Eastern Europeans are developing a taste for upmarket coffee judging by the results of British-owned coffee chain Coffeeheaven.
The AIM-listed coffee bar group, which has 59 sites in central Europe, reported half-year pre-tax profits of £140,000 for the six months to 30 September 2006. This compares with a loss of £366,000 in the same period last year.
Like-for-like sales increased 28% in the period as turnover rose 61% to £4.41m. Revenues for the year are expected to be close to £9.8m.
Currently Coffeeheaven has 39 sites in Poland where a 28% growth increase was reported. It is hoping to exceed its target of 40 stores by the end of the year.
Sales increased by 41% in the Czech Republic where it has nine sites.
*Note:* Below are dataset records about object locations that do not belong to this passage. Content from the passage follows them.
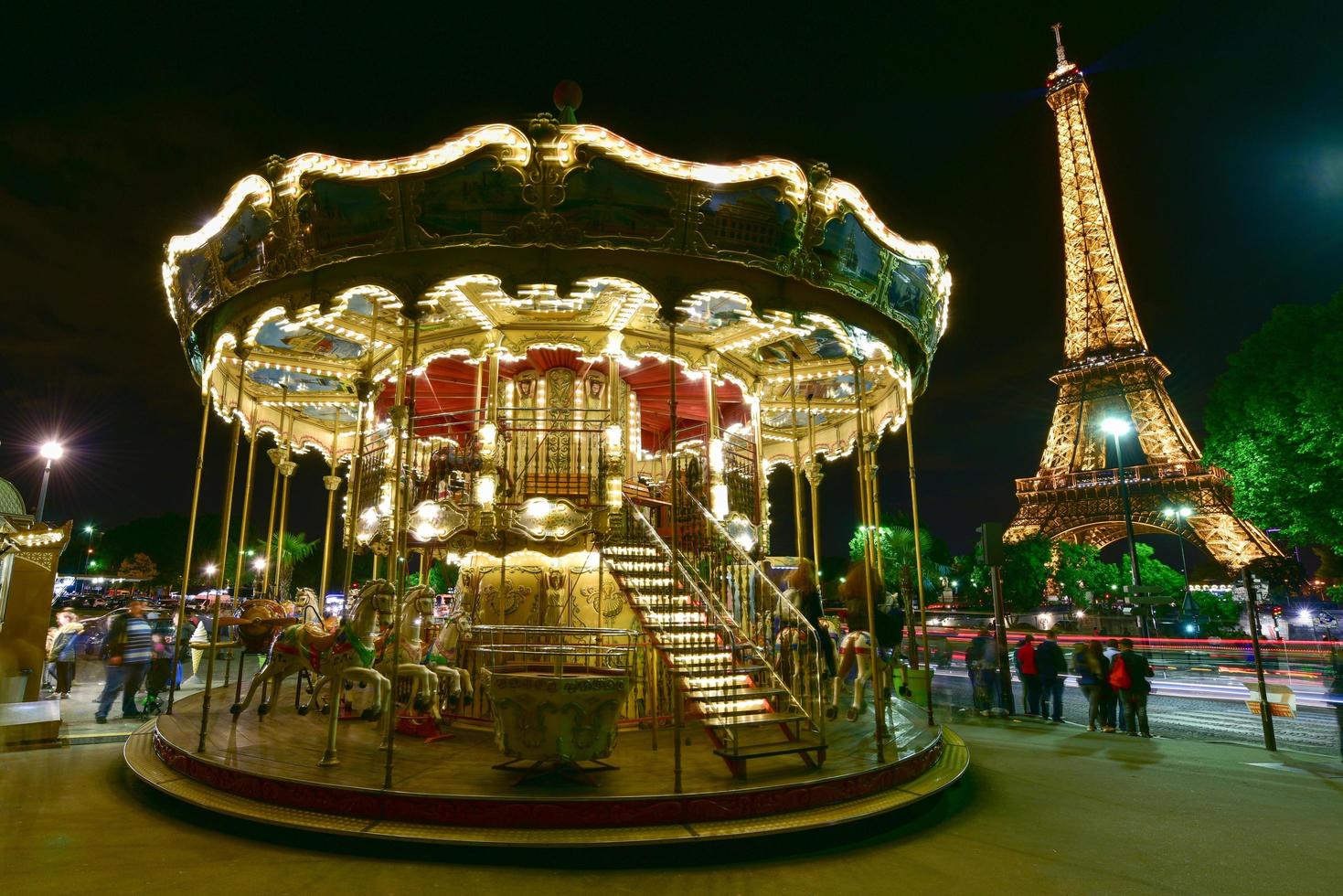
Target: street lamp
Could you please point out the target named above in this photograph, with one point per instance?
(53, 452)
(1115, 426)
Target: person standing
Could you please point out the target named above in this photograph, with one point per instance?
(1025, 661)
(1113, 712)
(1051, 667)
(982, 661)
(129, 652)
(65, 652)
(805, 595)
(1131, 675)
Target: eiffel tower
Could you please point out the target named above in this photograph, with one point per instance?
(1110, 372)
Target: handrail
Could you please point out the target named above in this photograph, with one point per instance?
(730, 624)
(744, 558)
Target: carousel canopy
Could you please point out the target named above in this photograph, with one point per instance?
(563, 248)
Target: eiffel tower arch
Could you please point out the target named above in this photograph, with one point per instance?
(1110, 372)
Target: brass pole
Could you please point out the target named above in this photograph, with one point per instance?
(922, 603)
(879, 703)
(332, 483)
(677, 703)
(814, 481)
(796, 460)
(275, 455)
(286, 470)
(223, 549)
(179, 645)
(401, 420)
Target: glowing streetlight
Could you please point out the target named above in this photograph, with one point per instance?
(1116, 427)
(51, 450)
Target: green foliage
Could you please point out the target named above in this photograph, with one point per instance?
(1079, 570)
(1027, 569)
(1154, 572)
(896, 544)
(1274, 421)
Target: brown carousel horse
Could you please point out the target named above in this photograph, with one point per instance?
(326, 656)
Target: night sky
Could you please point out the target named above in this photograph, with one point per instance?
(1220, 139)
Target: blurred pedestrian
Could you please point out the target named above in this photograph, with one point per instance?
(805, 595)
(1113, 712)
(1130, 675)
(1025, 661)
(1051, 667)
(63, 652)
(982, 663)
(1093, 672)
(129, 649)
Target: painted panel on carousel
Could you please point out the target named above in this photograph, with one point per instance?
(240, 254)
(343, 215)
(306, 341)
(752, 220)
(483, 197)
(607, 199)
(852, 257)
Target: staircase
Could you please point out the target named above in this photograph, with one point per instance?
(728, 680)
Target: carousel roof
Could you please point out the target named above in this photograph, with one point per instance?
(561, 246)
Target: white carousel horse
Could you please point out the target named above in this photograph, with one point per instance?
(403, 647)
(308, 598)
(344, 653)
(857, 647)
(444, 657)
In Latvia, where the group has eight stores, sales increased 19%. It also has two sites in Bulgaria and one in Slovakia.
Richard Worthington, executive chairman, said: "These results demonstrate the strong appeal of Coffeeheaven with consumers and that the group’s development strategy is capitalising on the growing economies of central Europe.
"With a presence in five central European markets and sector leadership in the largest, Coffeeheaven is now firmly established as one of Central Europe’s leading brand coffee bar chains."
The group expects to have 63 outlets trading, all in areas of high retail penetration, by the end of its financial year on 31 March 2007. The company is looking to expand into Ukraine, Romania, Estonia and Hungary.